[Tutor] lists

Kent Johnson kent37 at tds.net
Tue Feb 14 16:34:27 CET 2006


Michael Haft wrote:
> 
> 
> Hello,
>         I have a list of 15 str values called p, when I try the following code:
> 
> for x in p:
>      p[x] = float(p[x])/10
> print p

The problem is that iterating a list yields the actual values in the 
list, not the indices to the list:
  >>> p = ['1900', '51.50', '11.50']
  >>> for x in p:
  ...   print x
  ...
1900
51.50
11.50

The above are string values though you can't tell from the print. 
Indexing p by a string gives the error you saw:

  >>> p['1900']
Traceback (most recent call last):
   File "<stdin>", line 1, in ?
TypeError: list indices must be integers

One way to do what you want is to change the loop to iterate over 
indices of p rather than elements of p:
  >>> for i in range(len(p)):
  ...   p[i] = float(p[i])/10
  ...
  >>> print p
[190.0, 5.1500000000000004, 1.1499999999999999]

That works but it's not very Pythonic - there are better ways.
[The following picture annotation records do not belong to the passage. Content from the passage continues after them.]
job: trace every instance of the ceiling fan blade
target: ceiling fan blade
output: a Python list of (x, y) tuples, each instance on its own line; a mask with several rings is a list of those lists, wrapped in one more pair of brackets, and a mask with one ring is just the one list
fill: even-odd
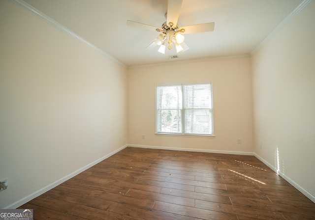
[(156, 47), (156, 46), (157, 46), (157, 44), (156, 44), (156, 43), (154, 41), (153, 41), (152, 43), (151, 43), (149, 46), (148, 46), (146, 48), (146, 50), (152, 49), (154, 48), (155, 47)]
[(167, 24), (172, 22), (176, 26), (177, 24), (179, 12), (182, 6), (183, 0), (168, 0), (167, 5)]
[(215, 29), (215, 23), (200, 24), (199, 25), (190, 25), (189, 26), (182, 27), (185, 29), (183, 34), (188, 33), (198, 33), (201, 32), (213, 31)]
[(133, 21), (127, 20), (127, 25), (128, 26), (138, 28), (142, 29), (145, 29), (149, 30), (153, 30), (156, 31), (157, 29), (159, 28), (152, 26), (151, 25), (146, 25), (145, 24), (140, 23), (139, 22), (134, 22)]

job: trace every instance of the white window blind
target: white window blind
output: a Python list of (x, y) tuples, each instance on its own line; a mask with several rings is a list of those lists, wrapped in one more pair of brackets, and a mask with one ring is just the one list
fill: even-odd
[(212, 135), (211, 84), (157, 87), (158, 133)]

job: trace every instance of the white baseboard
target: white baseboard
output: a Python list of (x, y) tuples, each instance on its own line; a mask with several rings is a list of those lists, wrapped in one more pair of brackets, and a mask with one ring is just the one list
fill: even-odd
[(140, 147), (142, 148), (159, 149), (160, 150), (178, 150), (182, 151), (194, 151), (196, 152), (214, 153), (216, 154), (236, 154), (238, 155), (253, 156), (252, 152), (244, 151), (229, 151), (225, 150), (215, 150), (206, 149), (183, 148), (180, 147), (159, 147), (157, 146), (139, 145), (135, 144), (128, 144), (128, 147)]
[(309, 198), (312, 202), (315, 203), (315, 196), (309, 193), (306, 190), (305, 190), (303, 187), (301, 187), (299, 184), (296, 183), (295, 182), (293, 181), (290, 177), (285, 175), (284, 173), (277, 170), (277, 168), (269, 163), (268, 162), (264, 160), (262, 158), (261, 158), (260, 156), (257, 154), (254, 153), (253, 155), (256, 157), (258, 160), (261, 161), (262, 163), (265, 164), (268, 166), (271, 169), (275, 171), (275, 172), (278, 173), (280, 176), (284, 179), (286, 181), (287, 181), (290, 184), (292, 185), (295, 189), (302, 192), (304, 195)]
[(98, 164), (98, 163), (100, 162), (101, 161), (103, 161), (104, 160), (106, 159), (106, 158), (109, 158), (111, 156), (113, 155), (114, 154), (116, 154), (116, 153), (117, 153), (117, 152), (120, 151), (121, 150), (126, 148), (127, 146), (128, 146), (127, 144), (125, 146), (123, 146), (123, 147), (120, 148), (119, 149), (118, 149), (117, 150), (115, 150), (115, 151), (110, 153), (109, 154), (107, 154), (106, 155), (105, 155), (104, 156), (99, 158), (99, 159), (97, 159), (96, 161), (94, 161), (93, 162), (87, 165), (86, 166), (83, 166), (83, 167), (78, 169), (77, 170), (76, 170), (74, 172), (73, 172), (72, 173), (69, 174), (69, 175), (67, 175), (64, 176), (64, 177), (63, 177), (61, 179), (57, 180), (57, 181), (54, 182), (54, 183), (52, 183), (51, 184), (49, 184), (49, 185), (44, 187), (43, 188), (42, 188), (40, 190), (39, 190), (33, 192), (32, 193), (32, 194), (31, 194), (25, 197), (24, 198), (23, 198), (20, 199), (19, 200), (18, 200), (16, 202), (14, 202), (13, 203), (12, 203), (12, 204), (11, 204), (10, 205), (9, 205), (8, 206), (4, 207), (4, 209), (16, 209), (17, 208), (18, 208), (18, 207), (21, 206), (21, 205), (26, 203), (27, 202), (31, 201), (31, 200), (36, 198), (37, 196), (39, 196), (39, 195), (41, 195), (42, 194), (43, 194), (43, 193), (46, 192), (51, 190), (52, 189), (57, 187), (59, 185), (61, 184), (63, 182), (68, 180), (69, 179), (71, 179), (71, 178), (72, 178), (74, 176), (78, 175), (80, 173), (81, 173), (81, 172), (83, 172), (84, 170), (87, 170), (89, 168), (91, 167), (92, 166), (93, 166), (94, 165)]

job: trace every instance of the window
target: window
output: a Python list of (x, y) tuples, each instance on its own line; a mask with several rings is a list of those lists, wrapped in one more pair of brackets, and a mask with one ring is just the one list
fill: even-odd
[(157, 87), (157, 132), (212, 135), (211, 84)]

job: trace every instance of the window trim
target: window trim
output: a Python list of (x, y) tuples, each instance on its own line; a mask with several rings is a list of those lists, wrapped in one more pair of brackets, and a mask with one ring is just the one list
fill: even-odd
[[(212, 134), (210, 134), (210, 135), (208, 135), (208, 134), (190, 134), (190, 133), (185, 133), (185, 119), (184, 118), (184, 113), (185, 112), (184, 111), (184, 102), (183, 103), (183, 107), (182, 107), (182, 109), (181, 110), (181, 114), (182, 114), (182, 117), (181, 117), (181, 120), (182, 120), (182, 133), (168, 133), (168, 132), (158, 132), (158, 107), (157, 107), (157, 104), (158, 104), (158, 102), (157, 102), (157, 98), (158, 98), (158, 96), (157, 96), (157, 88), (159, 86), (177, 86), (177, 85), (181, 85), (182, 86), (182, 92), (183, 93), (182, 94), (182, 98), (183, 98), (183, 101), (184, 102), (184, 85), (196, 85), (196, 84), (210, 84), (210, 87), (211, 87), (211, 113), (212, 114)], [(201, 137), (201, 138), (214, 138), (216, 137), (215, 135), (215, 130), (214, 130), (214, 108), (213, 108), (213, 103), (214, 103), (214, 94), (213, 94), (213, 83), (212, 82), (210, 81), (210, 82), (183, 82), (181, 83), (179, 83), (179, 82), (177, 82), (177, 83), (164, 83), (164, 84), (156, 84), (156, 87), (155, 87), (155, 118), (156, 118), (156, 125), (155, 125), (155, 135), (157, 135), (157, 136), (172, 136), (172, 137), (174, 137), (174, 136), (177, 136), (177, 137)]]

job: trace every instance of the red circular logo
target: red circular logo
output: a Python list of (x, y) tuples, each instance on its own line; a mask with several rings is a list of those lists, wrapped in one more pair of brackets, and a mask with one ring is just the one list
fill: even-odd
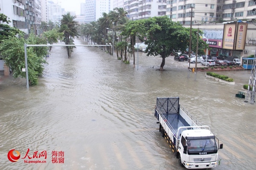
[[(17, 156), (15, 156), (13, 154), (13, 151), (15, 151), (17, 154)], [(18, 160), (20, 159), (20, 152), (16, 150), (15, 149), (12, 149), (10, 150), (9, 152), (8, 152), (8, 154), (7, 154), (7, 157), (8, 157), (8, 159), (11, 162), (15, 162), (18, 161)]]

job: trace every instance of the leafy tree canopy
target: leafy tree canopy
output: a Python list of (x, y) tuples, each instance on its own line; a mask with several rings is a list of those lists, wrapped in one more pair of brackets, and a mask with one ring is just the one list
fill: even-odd
[[(27, 39), (24, 38), (24, 34), (20, 38), (9, 37), (3, 40), (0, 44), (0, 52), (3, 57), (6, 63), (12, 69), (14, 77), (26, 77), (26, 73), (22, 71), (25, 68), (24, 44), (46, 44), (44, 38), (36, 37), (33, 33), (29, 34)], [(30, 85), (38, 83), (38, 77), (42, 75), (44, 71), (44, 63), (46, 61), (44, 57), (47, 54), (47, 47), (27, 47), (27, 57), (29, 71), (29, 81)]]
[(8, 38), (9, 36), (14, 37), (22, 32), (16, 28), (11, 27), (8, 24), (10, 22), (7, 16), (3, 14), (0, 14), (0, 43), (3, 40)]

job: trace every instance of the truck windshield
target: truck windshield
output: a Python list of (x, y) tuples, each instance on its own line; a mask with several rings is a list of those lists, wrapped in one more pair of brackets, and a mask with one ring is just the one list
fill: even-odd
[(209, 152), (217, 150), (214, 139), (189, 140), (187, 144), (189, 152)]

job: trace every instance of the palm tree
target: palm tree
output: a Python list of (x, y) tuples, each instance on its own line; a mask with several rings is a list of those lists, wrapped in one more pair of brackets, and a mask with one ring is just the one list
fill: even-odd
[[(66, 45), (74, 44), (73, 39), (75, 37), (78, 37), (80, 35), (77, 31), (77, 26), (79, 25), (78, 22), (74, 20), (76, 17), (70, 15), (68, 12), (66, 15), (62, 15), (62, 19), (61, 20), (61, 28), (59, 31), (64, 34), (63, 41)], [(73, 51), (74, 47), (67, 47), (68, 58), (71, 57), (71, 53)]]

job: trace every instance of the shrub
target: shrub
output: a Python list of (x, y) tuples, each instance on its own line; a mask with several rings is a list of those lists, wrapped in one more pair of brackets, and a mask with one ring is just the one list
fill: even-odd
[(233, 82), (234, 80), (232, 78), (228, 78), (226, 79), (226, 81), (229, 82)]
[[(244, 85), (244, 89), (246, 89), (247, 90), (248, 89), (248, 86), (249, 85)], [(252, 88), (252, 87), (251, 86), (250, 86), (250, 90), (252, 90), (253, 88)]]
[(225, 81), (227, 81), (229, 82), (233, 82), (234, 80), (232, 78), (229, 78), (228, 76), (224, 75), (220, 75), (214, 73), (212, 73), (211, 72), (207, 72), (206, 74), (208, 76), (212, 76), (214, 77), (218, 78), (221, 79), (223, 79)]

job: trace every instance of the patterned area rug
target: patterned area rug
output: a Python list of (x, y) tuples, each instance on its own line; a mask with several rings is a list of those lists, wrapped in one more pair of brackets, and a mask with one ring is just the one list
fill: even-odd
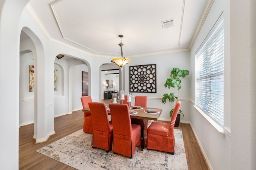
[[(187, 170), (181, 130), (174, 129), (174, 155), (157, 150), (136, 151), (133, 158), (91, 146), (92, 135), (80, 130), (36, 151), (78, 170)], [(136, 150), (138, 147), (136, 148)]]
For 
example the enumerate funcion yields pairs of (index, value) for each 
value in a list. It is handy when you need both the index and the value, 
as you do here:
  >>> p = ['1900', '51.50', '11.50']
  >>> for i, x in enumerate(p):
  ...   p[i] = float(x)/10
  ...
  >>> p
[190.0, 5.1500000000000004, 1.1499999999999999]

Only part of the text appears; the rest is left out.